If a collection is empty (new List<Book>()), the JSON will be [] — an empty array. That's convenient when you want to explicitly show there are no items.
2. Deserialization — order matters
The order of elements in the array is always preserved. So if you serialized three books in a certain order, they'll be restored in the same order.
3. A collection with objects of different types?
System.Text.Json doesn't support polymorphism "out of the box". So if you have, for example, a List<Animal> with dogs and cats (each a derived class), you can't by default restore which exact type each item was. We'll cover polymorphic serialization later, but for regular lists — it's simple.
7. Typical mistakes and common misunderstandings
Mistake #1: You serialize a collection but forget that it may contain objects with private fields
JsonSerializer serializes only public properties (with getters/setters). If your class looks like this:
public class User
{
public string Login { get; set; }
private string Password { get; set; } // Will not be serialized!
}
The password won't get into JSON, and that's good for security.
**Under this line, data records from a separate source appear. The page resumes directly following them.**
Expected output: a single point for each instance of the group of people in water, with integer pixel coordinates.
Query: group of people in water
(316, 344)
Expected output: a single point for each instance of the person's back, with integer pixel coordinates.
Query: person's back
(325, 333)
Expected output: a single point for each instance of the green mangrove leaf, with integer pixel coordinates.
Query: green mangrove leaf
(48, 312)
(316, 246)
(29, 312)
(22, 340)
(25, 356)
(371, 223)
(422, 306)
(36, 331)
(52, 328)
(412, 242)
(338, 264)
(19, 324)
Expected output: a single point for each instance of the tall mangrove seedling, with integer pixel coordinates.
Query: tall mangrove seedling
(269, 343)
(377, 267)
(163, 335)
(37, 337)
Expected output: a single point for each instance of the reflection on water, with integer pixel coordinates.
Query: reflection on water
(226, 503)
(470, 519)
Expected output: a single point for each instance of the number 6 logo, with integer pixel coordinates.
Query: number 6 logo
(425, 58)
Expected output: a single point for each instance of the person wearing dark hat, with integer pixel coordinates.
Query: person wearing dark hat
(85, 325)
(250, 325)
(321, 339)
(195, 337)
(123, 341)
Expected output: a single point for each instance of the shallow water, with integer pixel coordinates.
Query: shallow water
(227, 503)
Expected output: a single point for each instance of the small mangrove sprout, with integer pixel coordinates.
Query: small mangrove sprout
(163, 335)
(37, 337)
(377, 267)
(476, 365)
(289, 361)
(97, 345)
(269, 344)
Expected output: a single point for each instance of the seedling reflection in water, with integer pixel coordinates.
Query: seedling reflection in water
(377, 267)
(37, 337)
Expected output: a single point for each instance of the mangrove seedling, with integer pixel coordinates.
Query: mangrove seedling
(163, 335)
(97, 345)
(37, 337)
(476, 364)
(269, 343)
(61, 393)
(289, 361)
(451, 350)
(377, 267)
But if you intended to save it — don't forget to make the property public.
Mistake #2: Serializing collections with null elements
If the collection contains null, for example: new List<Book> { null, book2 }, then after serialization the first element will be null. During deserialization — the same! Example JSON:
[null, { "Title": "Voyna i mir", "Author": "Lev Tolstoy" }]
In practice this is rare, but if you serialize a collection that may have "holes" — handle that in your logic.
Mistake #3: Wrong type during deserialization
A common typo: you serialized a list but deserialize into an array (or vice versa). This works if types are compatible (Book[] ↔ List<Book>), but sometimes there are nuances — e.g., you try to deserialize an array of strings into a single object instead of a collection.